Dermatologists and estheticians, as you can imagine, have some strong feelings when it comes to these AI-powered skin solutions. “When it comes to health and skin, there are more questions that need to be answered outside of what can be obtained from checking a box,” says L.A.-based facialist Candace Marino. “A proper skin-care consultation should be a two-way conversation between a client and a provider, not a list of generic questions.”
Marino took quizzes from Proven, Yours, and the Good Face Project and felt that Proven had the most in-depth consultation process of the three. However, she points out that none of the services addressed melasma, which is her main concern. “I felt that none of these services were thorough enough to help me with my skin because melasma is impacted by heat, hormones, and sun exposure,” she says. “If I weren't a skin-care professional I may have left the questionnaire just believing I had sun damage.”
"When it comes to health and skin, there are more questions that need to be answered outside of what can be obtained from checking a box."
Candace Marino, facialist
Marino says that even through virtual consults with her clients, she’s been able to break down the “why” someone is experiencing a certain skin condition and can usually figure out how to resolve it after doing a little digging. “For this reason I firmly believe a two-way conversation will always be the best and most thorough way to address someone's skin concerns, and even if the industry does make a major shift for these services, there will always be old-school skin-care professionals like myself who will maintain the personalized touch of a real, in-depth consultation for their clients,” she says.
Marisa Garshick, M.D., a dermatologist at MDCS: Medical Dermatology and Cosmetic Surgery in New York, feels the same way. “When it comes to acne skin care in general, there is no doubt that an individualized approach is important, as the products or ingredients that work well for one person may not be the same for another can differ based on the type of breakouts and skin type, among other factors,” she says. While Dr. Garshick acknowledges that figuring out the right products to use can be overwhelming and these types of programs might narrow things down, she says it shouldn't replace speaking with a board-certified dermatologist to determine the best skin-care regimen.
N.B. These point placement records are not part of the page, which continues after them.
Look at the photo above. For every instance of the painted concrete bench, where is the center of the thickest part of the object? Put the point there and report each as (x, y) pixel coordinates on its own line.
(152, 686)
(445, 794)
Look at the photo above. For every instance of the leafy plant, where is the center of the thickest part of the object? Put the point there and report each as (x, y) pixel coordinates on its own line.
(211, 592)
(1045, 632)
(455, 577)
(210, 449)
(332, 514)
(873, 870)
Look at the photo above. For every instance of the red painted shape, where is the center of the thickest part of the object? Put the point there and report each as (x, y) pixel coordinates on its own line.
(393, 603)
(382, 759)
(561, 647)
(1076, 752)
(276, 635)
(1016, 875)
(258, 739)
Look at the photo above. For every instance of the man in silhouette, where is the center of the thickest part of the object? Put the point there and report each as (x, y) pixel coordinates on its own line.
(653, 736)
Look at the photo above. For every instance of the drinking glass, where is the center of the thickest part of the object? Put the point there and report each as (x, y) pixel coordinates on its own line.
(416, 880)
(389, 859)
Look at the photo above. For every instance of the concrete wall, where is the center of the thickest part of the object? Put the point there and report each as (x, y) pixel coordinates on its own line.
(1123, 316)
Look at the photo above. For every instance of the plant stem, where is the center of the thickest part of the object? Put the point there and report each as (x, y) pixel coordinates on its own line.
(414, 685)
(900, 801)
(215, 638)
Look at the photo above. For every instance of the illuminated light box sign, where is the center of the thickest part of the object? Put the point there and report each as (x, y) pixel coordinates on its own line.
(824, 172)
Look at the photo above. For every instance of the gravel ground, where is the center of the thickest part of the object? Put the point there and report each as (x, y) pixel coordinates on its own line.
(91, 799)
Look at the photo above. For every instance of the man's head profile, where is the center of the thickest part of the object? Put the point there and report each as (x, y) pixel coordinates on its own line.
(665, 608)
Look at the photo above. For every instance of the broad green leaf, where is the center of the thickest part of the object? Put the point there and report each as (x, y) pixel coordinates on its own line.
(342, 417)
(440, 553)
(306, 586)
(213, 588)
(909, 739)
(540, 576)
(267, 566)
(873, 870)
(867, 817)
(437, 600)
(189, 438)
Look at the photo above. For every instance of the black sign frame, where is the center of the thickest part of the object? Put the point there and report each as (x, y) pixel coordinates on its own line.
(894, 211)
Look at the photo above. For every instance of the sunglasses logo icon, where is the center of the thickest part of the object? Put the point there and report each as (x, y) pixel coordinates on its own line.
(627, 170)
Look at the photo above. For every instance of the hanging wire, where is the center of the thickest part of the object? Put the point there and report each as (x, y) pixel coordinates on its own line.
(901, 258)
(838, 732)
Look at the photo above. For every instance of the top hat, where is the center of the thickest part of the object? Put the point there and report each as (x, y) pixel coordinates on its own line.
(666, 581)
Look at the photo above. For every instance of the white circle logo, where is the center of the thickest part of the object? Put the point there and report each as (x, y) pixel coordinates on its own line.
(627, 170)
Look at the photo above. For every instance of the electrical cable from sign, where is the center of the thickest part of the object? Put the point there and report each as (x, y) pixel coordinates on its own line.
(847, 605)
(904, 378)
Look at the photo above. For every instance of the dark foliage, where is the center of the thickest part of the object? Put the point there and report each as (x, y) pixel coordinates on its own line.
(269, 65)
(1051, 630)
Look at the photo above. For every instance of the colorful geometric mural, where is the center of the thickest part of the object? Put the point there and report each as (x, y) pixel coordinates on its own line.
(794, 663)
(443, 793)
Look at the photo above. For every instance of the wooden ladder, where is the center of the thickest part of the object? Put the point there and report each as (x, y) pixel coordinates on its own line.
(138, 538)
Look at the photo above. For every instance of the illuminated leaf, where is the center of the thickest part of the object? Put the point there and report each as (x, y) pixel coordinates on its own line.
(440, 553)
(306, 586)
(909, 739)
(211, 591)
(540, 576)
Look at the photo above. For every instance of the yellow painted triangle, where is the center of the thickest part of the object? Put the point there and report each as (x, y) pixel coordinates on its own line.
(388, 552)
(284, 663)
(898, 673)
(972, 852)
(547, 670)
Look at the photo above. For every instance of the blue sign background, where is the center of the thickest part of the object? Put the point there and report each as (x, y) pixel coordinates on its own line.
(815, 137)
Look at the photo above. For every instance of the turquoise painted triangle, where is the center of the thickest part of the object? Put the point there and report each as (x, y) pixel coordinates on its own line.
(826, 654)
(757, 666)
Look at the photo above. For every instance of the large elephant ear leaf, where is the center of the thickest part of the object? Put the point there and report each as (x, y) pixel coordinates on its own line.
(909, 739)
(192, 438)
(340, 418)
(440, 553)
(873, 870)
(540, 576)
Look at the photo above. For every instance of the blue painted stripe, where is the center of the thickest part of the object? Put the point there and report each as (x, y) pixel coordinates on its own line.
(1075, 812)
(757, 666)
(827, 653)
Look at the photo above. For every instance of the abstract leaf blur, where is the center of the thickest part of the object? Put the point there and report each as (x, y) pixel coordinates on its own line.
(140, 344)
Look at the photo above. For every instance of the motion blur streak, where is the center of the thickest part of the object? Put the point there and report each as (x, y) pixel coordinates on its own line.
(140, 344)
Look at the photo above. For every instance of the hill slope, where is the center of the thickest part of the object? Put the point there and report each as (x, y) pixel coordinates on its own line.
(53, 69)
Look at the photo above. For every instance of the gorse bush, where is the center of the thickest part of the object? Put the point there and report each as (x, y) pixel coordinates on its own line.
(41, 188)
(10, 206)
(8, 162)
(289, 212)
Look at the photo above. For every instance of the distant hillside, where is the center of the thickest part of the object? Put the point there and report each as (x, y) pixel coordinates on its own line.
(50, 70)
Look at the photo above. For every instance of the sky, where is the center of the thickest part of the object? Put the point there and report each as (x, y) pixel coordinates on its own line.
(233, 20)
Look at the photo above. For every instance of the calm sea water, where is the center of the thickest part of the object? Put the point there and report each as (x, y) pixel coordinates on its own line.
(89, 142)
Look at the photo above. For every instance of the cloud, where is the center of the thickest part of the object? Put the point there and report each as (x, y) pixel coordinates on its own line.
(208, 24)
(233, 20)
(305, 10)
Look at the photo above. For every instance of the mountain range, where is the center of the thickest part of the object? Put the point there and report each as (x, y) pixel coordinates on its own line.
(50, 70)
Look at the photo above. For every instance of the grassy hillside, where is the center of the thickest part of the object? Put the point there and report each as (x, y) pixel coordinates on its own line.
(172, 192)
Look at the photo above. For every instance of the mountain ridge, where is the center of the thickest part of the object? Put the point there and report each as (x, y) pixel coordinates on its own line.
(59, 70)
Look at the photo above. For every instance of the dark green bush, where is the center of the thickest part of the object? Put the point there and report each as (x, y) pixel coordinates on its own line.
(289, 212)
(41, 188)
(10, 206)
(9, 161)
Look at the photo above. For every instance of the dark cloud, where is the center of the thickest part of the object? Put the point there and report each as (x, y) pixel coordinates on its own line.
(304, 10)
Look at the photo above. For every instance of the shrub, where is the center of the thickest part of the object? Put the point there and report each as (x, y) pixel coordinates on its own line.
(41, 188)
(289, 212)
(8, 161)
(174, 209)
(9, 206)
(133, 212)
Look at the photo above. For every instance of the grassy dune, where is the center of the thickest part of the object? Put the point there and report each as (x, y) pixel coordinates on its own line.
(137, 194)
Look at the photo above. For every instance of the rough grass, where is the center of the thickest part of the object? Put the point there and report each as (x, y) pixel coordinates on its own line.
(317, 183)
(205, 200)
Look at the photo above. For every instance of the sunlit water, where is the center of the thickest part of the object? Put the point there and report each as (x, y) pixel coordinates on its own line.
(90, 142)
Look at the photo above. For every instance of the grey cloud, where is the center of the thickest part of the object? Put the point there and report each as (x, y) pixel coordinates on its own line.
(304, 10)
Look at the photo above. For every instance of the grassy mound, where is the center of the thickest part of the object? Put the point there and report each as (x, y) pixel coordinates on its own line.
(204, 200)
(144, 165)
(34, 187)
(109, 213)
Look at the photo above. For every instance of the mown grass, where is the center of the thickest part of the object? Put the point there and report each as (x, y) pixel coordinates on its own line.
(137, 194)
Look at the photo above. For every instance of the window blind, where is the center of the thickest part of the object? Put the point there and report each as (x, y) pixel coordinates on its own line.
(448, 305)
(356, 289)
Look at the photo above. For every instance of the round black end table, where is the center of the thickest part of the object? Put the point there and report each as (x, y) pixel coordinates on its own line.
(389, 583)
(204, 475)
“The concept of simplifying skin care, as some of these programs do, can be helpful, as I often find patients trying many different products all at once which can lead to irritation or having too many products and not remembering when to use what,” says Dr. Garshick. “I like that these programs create a simplified and consistent approach to skin care and make it easy for consumers to understand.”
While algorithm-based acne treatments may not be the same as seeing a dermatologist for individualized attention, they may still be interesting to try — especially right now, when some states are still restricting services like facials and many people simply do not feel comfortable enough to make an in-person visit to their esthetician. In fact, Atolla, Yours, and the Good Face Project have all reported an increase in sales during COVID-19. Ultimately, skin care is always subjective, and finding the right acne treatment can be an agonizing journey. So, why not see if artificial intelligence can help us achieve clear skin? After all, it's set to take over the world one day.